For social life, the report found 37 per cent of disabled people had experienced discrimination in the past year compared to 19 per cent of non-disabled people. It also stated 9.7 per cent of disabled people found it hard to be themselves, compared with 1.6 per cent of non-disabled people.
The inequity was also reflected in the ability of disabled people to access businesses and public facilities. The report found it was three times harder for disabled people to access a supermarket, dairy, doctor or medical centre. For public parks and green spaces, it was over five times harder for disabled people.
The last national disability survey in 2013 detailed that 44,000 Northlanders, 29 per cent at the time, had disabilities - the second-highest proportion for a region nationwide behind Taranaki. About 24 per cent of New Zealanders were disabled.
Elinor Neha, a 41-year-old Whangārei woman with cerebral palsy, said the findings were of little surprise.
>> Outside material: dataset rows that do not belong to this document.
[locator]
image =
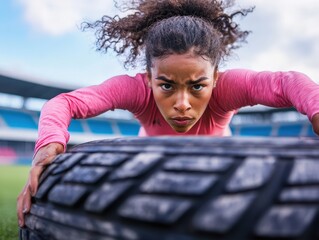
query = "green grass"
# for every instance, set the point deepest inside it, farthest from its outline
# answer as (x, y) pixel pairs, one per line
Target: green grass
(12, 180)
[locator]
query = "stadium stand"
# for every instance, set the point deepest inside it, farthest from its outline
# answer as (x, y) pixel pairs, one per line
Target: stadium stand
(18, 126)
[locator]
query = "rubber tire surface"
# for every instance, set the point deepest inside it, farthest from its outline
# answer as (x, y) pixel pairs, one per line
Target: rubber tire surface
(180, 188)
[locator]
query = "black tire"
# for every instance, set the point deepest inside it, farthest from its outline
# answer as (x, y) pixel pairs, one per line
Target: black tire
(180, 188)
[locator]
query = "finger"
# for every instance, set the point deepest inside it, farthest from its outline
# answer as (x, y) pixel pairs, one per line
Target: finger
(23, 199)
(27, 201)
(34, 178)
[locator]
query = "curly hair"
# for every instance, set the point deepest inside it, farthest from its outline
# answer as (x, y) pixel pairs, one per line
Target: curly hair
(161, 27)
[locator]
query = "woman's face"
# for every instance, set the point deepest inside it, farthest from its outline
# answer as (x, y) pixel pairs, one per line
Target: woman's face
(182, 86)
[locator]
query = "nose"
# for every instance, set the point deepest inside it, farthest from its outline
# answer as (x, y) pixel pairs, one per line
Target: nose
(182, 103)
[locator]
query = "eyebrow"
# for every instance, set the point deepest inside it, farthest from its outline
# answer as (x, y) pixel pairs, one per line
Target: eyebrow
(188, 82)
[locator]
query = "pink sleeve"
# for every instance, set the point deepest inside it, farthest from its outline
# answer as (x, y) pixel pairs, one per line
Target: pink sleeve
(121, 92)
(239, 88)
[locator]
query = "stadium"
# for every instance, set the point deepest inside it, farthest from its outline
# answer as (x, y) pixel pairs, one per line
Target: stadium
(19, 125)
(18, 132)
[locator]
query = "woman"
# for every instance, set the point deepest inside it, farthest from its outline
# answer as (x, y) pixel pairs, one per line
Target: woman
(182, 91)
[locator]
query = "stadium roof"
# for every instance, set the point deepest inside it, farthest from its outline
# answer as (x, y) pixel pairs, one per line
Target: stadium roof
(28, 89)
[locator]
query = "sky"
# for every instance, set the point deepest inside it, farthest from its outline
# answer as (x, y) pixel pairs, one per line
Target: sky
(40, 40)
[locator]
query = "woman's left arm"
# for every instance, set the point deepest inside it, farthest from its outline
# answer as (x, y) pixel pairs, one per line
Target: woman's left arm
(239, 88)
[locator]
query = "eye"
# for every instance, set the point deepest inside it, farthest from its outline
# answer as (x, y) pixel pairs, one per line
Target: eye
(197, 87)
(166, 87)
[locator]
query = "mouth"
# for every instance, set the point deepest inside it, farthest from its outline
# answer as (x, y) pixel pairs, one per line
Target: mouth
(182, 121)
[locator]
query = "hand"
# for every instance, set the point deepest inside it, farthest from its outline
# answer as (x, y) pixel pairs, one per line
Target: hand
(43, 157)
(315, 123)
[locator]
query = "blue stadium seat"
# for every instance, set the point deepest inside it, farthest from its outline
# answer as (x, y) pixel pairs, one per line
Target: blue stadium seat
(128, 128)
(310, 132)
(76, 126)
(18, 119)
(100, 126)
(290, 130)
(261, 130)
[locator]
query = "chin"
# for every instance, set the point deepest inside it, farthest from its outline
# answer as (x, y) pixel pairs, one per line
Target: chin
(181, 130)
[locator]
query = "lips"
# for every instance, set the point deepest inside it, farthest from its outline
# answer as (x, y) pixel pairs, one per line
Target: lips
(182, 121)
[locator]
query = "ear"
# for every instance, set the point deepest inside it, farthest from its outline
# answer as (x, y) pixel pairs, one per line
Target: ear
(149, 78)
(216, 75)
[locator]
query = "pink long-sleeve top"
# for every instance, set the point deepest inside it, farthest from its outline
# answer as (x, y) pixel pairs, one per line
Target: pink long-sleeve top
(235, 89)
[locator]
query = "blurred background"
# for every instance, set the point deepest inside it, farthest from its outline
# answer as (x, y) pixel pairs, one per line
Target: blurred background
(44, 52)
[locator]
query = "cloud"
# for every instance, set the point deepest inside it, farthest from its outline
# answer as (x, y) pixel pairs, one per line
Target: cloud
(284, 36)
(56, 17)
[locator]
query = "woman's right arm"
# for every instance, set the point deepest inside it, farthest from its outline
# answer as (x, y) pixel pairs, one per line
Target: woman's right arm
(115, 93)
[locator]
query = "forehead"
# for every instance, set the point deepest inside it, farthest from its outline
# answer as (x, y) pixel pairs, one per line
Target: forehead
(182, 64)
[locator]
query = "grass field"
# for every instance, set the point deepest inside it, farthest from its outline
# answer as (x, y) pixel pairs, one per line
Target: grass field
(12, 179)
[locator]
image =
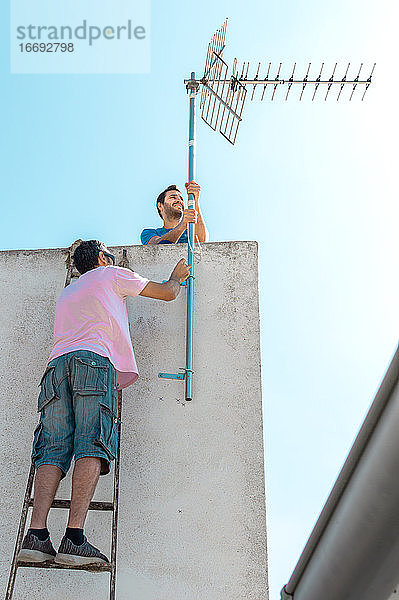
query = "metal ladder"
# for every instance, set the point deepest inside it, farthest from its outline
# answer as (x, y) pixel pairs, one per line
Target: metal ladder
(58, 503)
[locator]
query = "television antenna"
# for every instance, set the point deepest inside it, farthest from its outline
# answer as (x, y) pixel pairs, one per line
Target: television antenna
(223, 96)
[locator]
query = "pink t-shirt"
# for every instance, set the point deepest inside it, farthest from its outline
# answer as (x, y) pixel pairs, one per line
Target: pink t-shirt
(91, 314)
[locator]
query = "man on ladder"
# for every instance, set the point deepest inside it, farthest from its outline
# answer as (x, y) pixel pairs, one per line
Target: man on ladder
(91, 357)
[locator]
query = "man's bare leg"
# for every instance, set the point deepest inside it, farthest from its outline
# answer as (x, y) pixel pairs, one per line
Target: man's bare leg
(84, 481)
(47, 479)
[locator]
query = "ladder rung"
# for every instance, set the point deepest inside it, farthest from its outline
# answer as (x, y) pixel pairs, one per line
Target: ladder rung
(52, 565)
(92, 506)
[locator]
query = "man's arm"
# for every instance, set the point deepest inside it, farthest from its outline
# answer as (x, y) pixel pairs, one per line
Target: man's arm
(200, 228)
(170, 289)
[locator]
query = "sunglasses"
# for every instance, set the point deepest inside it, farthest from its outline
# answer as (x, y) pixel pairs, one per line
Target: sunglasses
(111, 256)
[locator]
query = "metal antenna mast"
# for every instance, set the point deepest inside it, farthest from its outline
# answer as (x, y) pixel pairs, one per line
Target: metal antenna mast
(223, 97)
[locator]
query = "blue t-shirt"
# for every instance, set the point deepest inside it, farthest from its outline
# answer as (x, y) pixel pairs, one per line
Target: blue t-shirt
(147, 234)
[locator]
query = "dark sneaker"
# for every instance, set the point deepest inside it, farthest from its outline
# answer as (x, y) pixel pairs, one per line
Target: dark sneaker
(34, 550)
(85, 554)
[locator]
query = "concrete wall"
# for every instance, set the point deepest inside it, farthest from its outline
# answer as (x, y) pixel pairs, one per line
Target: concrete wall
(192, 506)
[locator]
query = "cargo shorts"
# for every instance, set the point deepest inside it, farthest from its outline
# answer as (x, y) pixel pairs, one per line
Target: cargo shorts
(78, 405)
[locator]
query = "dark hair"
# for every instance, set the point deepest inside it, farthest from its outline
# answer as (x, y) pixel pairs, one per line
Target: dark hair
(161, 197)
(86, 254)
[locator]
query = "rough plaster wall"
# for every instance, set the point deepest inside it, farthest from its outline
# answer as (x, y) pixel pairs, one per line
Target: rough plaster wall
(192, 505)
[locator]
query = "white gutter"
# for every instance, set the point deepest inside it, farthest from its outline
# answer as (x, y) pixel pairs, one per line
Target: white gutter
(353, 550)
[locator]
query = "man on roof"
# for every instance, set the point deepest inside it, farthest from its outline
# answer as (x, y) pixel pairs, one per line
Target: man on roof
(175, 217)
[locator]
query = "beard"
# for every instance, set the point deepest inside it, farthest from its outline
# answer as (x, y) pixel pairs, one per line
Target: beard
(172, 213)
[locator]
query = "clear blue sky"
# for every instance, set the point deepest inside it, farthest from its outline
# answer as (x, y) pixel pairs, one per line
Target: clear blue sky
(314, 183)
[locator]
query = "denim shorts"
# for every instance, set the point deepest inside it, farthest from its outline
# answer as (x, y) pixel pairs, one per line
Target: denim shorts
(78, 405)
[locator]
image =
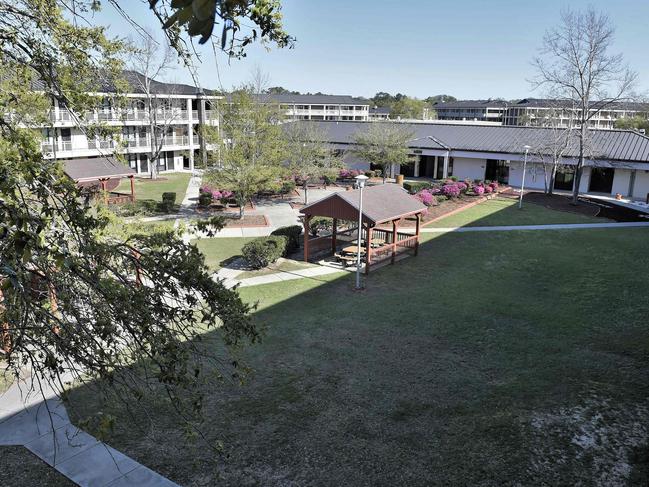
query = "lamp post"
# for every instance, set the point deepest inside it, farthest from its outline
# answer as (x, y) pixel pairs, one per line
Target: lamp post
(520, 200)
(360, 181)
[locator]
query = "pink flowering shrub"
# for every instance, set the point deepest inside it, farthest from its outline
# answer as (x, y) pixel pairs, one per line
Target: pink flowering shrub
(425, 197)
(451, 190)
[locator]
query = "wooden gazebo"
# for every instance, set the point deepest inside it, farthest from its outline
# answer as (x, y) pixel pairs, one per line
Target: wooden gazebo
(105, 172)
(385, 208)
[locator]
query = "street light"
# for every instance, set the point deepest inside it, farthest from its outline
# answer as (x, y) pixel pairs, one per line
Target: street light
(360, 182)
(520, 200)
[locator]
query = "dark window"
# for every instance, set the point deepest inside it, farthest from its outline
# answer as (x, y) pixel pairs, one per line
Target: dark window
(601, 179)
(565, 178)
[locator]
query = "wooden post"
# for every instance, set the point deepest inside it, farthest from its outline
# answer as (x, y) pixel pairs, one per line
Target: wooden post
(417, 234)
(132, 188)
(103, 189)
(368, 249)
(54, 306)
(394, 240)
(138, 270)
(306, 237)
(6, 334)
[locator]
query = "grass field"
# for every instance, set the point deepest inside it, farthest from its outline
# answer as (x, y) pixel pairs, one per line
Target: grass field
(217, 250)
(504, 211)
(146, 189)
(514, 358)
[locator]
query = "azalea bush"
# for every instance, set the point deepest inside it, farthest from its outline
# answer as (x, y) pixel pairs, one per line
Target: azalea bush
(426, 197)
(451, 190)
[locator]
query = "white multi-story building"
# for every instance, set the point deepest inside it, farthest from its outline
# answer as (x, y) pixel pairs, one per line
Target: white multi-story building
(534, 112)
(178, 113)
(321, 107)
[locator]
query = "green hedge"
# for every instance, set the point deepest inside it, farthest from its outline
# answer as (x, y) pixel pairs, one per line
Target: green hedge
(292, 234)
(263, 251)
(416, 186)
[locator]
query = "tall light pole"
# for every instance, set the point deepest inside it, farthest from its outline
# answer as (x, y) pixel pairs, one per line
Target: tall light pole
(520, 200)
(360, 181)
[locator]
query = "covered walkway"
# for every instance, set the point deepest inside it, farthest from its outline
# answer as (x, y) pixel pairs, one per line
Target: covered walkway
(385, 207)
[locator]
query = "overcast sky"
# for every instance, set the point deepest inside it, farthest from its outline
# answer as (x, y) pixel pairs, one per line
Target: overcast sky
(465, 48)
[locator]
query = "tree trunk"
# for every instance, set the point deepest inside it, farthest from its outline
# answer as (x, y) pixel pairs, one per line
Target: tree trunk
(242, 206)
(553, 177)
(580, 163)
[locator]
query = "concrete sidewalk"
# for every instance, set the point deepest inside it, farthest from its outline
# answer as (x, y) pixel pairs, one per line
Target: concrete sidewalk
(559, 226)
(33, 416)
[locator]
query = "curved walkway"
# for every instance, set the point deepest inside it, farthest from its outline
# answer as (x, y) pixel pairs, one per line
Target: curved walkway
(33, 416)
(557, 226)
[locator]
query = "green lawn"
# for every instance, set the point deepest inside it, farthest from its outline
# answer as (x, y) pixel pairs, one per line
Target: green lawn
(146, 189)
(501, 211)
(513, 358)
(217, 250)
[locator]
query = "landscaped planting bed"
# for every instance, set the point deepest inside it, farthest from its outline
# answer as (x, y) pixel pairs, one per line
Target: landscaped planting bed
(492, 358)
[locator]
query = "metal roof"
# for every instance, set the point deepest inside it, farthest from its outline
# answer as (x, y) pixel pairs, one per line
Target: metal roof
(479, 104)
(381, 203)
(612, 145)
(313, 99)
(95, 168)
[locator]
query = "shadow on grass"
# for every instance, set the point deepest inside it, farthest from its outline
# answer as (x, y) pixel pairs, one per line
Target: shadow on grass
(439, 372)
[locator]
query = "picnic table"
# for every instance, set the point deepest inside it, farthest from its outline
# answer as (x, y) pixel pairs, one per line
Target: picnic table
(352, 249)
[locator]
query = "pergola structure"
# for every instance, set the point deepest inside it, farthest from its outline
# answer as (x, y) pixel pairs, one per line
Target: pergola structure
(103, 170)
(385, 206)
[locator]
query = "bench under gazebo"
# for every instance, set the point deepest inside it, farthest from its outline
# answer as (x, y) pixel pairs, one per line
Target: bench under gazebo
(105, 172)
(385, 208)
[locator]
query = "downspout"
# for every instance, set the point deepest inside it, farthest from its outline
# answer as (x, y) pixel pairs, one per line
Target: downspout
(446, 155)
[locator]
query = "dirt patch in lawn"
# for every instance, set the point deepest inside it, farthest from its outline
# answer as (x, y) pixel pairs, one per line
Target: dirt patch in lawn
(443, 210)
(556, 202)
(247, 221)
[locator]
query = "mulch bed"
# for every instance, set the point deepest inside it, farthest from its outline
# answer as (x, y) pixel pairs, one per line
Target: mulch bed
(248, 221)
(444, 209)
(220, 209)
(556, 202)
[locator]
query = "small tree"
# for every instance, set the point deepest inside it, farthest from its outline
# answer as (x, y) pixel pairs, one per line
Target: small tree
(384, 144)
(554, 145)
(150, 61)
(253, 148)
(309, 155)
(575, 64)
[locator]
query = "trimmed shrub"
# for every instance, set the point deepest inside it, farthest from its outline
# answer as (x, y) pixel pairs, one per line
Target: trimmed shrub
(414, 187)
(292, 234)
(451, 190)
(263, 251)
(328, 180)
(168, 200)
(425, 197)
(287, 186)
(204, 199)
(320, 223)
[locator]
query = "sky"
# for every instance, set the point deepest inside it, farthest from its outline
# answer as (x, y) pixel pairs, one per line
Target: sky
(470, 49)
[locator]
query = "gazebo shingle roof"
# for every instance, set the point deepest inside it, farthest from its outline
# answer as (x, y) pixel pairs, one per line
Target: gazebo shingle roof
(381, 203)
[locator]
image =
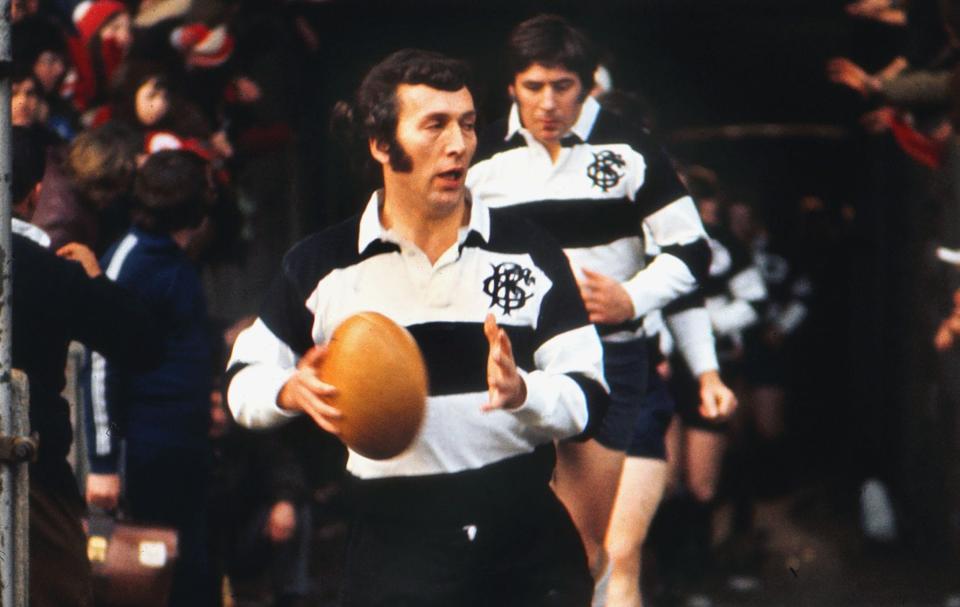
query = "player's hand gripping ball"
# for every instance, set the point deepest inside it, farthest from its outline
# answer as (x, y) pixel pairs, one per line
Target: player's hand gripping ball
(381, 382)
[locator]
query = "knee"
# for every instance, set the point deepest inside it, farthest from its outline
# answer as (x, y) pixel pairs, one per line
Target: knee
(623, 554)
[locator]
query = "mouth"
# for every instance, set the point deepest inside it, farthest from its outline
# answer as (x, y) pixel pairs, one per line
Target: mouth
(452, 177)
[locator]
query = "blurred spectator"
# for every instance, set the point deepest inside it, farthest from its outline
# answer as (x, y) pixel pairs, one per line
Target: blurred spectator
(890, 12)
(55, 302)
(104, 38)
(163, 416)
(88, 200)
(40, 45)
(260, 507)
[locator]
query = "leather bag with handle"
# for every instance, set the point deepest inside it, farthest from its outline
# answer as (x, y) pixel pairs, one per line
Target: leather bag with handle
(132, 562)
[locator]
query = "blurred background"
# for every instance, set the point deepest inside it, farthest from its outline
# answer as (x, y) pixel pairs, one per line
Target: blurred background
(741, 88)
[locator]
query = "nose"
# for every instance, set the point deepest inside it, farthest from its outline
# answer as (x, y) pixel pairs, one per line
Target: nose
(547, 99)
(456, 140)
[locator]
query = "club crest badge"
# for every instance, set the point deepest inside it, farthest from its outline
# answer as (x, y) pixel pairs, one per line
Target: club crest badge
(508, 286)
(606, 170)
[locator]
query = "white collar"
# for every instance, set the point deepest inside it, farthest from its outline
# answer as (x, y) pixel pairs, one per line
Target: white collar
(21, 227)
(581, 128)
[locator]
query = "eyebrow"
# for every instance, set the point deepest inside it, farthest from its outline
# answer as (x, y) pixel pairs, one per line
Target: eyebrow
(448, 116)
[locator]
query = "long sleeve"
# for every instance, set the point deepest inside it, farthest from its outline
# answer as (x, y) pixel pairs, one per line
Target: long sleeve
(681, 262)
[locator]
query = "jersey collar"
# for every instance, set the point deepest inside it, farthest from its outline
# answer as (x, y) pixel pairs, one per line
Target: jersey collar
(581, 128)
(371, 230)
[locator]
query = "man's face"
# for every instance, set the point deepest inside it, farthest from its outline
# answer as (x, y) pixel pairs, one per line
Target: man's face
(436, 132)
(550, 99)
(117, 31)
(151, 103)
(24, 103)
(49, 69)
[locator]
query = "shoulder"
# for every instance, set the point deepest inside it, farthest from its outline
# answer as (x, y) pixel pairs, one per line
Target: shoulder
(322, 252)
(611, 128)
(492, 141)
(512, 234)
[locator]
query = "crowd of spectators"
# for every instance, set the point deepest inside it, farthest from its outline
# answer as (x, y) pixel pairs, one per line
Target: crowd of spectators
(140, 114)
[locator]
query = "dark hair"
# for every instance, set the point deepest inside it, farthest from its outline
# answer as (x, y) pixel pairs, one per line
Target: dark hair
(29, 161)
(101, 162)
(551, 41)
(171, 192)
(377, 95)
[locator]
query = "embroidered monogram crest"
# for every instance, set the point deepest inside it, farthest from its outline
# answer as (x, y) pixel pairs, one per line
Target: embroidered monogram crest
(606, 169)
(506, 286)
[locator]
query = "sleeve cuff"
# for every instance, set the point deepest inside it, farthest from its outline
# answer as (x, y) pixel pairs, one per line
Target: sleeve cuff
(252, 396)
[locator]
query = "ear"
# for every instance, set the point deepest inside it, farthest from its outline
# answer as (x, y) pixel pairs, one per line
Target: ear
(380, 151)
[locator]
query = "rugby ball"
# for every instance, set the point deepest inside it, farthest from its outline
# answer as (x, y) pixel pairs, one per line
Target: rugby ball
(381, 381)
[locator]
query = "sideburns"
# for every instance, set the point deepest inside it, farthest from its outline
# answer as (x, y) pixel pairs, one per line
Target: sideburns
(400, 161)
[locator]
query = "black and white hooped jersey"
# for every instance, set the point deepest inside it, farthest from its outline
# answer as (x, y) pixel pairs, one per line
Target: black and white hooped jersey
(790, 290)
(606, 183)
(497, 266)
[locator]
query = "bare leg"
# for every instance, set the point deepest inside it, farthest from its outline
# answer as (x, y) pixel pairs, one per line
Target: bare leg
(641, 486)
(586, 482)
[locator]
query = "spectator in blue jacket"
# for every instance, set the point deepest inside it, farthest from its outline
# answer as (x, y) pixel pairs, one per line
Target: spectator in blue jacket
(161, 417)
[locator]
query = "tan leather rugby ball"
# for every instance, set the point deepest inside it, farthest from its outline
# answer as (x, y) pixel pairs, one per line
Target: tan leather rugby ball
(381, 382)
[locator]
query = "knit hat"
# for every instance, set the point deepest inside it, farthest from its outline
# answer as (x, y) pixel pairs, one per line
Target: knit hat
(158, 141)
(204, 47)
(90, 15)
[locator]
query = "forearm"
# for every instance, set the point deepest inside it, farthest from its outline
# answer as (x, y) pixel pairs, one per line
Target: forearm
(662, 281)
(259, 367)
(693, 335)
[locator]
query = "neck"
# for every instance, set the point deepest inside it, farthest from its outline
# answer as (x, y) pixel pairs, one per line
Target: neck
(553, 148)
(432, 233)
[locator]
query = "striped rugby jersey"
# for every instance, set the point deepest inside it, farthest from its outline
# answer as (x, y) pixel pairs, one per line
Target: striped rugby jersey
(508, 268)
(605, 184)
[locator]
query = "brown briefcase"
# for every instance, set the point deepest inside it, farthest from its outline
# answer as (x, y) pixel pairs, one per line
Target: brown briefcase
(132, 562)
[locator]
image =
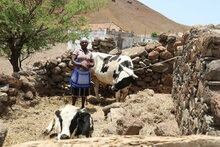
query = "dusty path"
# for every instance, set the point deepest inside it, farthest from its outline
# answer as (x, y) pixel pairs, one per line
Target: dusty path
(27, 123)
(59, 49)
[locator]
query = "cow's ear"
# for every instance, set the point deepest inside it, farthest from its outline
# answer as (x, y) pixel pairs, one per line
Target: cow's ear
(57, 113)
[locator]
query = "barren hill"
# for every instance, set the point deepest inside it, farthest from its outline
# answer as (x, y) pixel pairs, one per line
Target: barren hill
(132, 15)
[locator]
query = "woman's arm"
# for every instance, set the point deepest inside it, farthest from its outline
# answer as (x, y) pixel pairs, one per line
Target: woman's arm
(77, 63)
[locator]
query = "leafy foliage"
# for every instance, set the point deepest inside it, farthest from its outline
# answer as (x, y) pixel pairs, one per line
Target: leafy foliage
(29, 25)
(153, 34)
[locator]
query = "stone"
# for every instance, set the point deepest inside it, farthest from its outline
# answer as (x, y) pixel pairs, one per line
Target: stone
(167, 128)
(134, 52)
(107, 108)
(160, 67)
(166, 55)
(153, 55)
(213, 71)
(128, 125)
(3, 133)
(130, 140)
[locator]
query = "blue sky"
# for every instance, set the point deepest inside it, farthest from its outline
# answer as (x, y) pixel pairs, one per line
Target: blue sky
(188, 12)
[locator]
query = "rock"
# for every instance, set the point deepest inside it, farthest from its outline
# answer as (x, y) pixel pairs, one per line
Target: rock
(115, 52)
(128, 125)
(12, 81)
(57, 78)
(160, 49)
(107, 108)
(3, 133)
(213, 71)
(128, 141)
(134, 52)
(215, 107)
(166, 55)
(3, 96)
(160, 67)
(150, 47)
(56, 70)
(153, 55)
(167, 128)
(4, 88)
(28, 95)
(115, 114)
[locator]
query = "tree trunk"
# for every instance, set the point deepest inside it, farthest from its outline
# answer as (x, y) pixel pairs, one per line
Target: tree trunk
(15, 54)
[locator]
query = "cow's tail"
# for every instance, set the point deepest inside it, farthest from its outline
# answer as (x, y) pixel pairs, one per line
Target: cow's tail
(130, 72)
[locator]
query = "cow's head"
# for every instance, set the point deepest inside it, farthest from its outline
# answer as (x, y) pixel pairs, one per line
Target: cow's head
(123, 77)
(72, 121)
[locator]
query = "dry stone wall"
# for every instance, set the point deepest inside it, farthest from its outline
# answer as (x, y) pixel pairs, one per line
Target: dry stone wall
(153, 63)
(196, 83)
(103, 46)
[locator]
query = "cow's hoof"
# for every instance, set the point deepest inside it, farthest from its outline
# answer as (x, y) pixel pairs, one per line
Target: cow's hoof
(46, 132)
(81, 136)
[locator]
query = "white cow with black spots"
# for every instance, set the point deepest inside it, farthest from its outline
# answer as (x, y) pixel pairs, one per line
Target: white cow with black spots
(113, 70)
(71, 121)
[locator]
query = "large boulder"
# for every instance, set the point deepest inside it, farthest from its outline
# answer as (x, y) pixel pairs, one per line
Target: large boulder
(3, 133)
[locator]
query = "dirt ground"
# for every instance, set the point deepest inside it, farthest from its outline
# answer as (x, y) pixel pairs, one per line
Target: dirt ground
(27, 123)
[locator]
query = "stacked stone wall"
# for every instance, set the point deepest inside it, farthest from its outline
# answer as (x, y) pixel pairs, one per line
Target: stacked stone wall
(196, 83)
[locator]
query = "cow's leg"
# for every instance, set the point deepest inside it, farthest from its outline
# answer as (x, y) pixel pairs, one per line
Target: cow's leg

While she said the inequity gap was closing between disabled and non-disabled people, Neha said the report highlighted the work still needed to bridge the gap.
"It's getting better but you would have thought it would be better in the statistics, but it doesn't seem like it," she said.
Neha was very active in disability advocacy through her roles with Mahitahi Hauora, the Whangārei Accessible Housing Trust and the CCS Disability Action local advisory committee.
She believed housing for disabled people was often inappropriate and many members of the disabled community regularly battled with loneliness.
"I know that there are those that feel lonely."
While she acknowledged how some people abused the support system for disabled people, Neha said further support was required to assist New Zealand's disabled population.
Jonny Wilkinson, founder of Northland disability advocacy group Tiaho Trust, echoed Neha with his lack of surprise at the report's findings.
"People have known [these statistics] historically," he said.
"I think they are all pretty worrying because they are all inter-related if you look at wellbeing."
While he accepted the complexity of addressing discrimination at a political level, Wilkinson claimed a lack of effective policy was partly to blame for the report's findings.
"I think there's been a bit of a lack of political urgency over disability and soft policies that don't really go far enough to address those inequities.
"Also, when you're talking about discrimination, it's very hard to address that with policies apart from having that kind of a positive reinforcement such as employment quotas, which is politically unpopular."
Considering Northland had the second-highest disabled population in New Zealand, Wilkinson said it was vital local businesses and Government agencies place importance on assisting disabled people into work.
"I think we should be open-minded and be inclusive of disabled people, making our infrastructure accessible, and trying to think of ways in which to employ disabled people, particularly with the large employers such as the district health board and the local councils."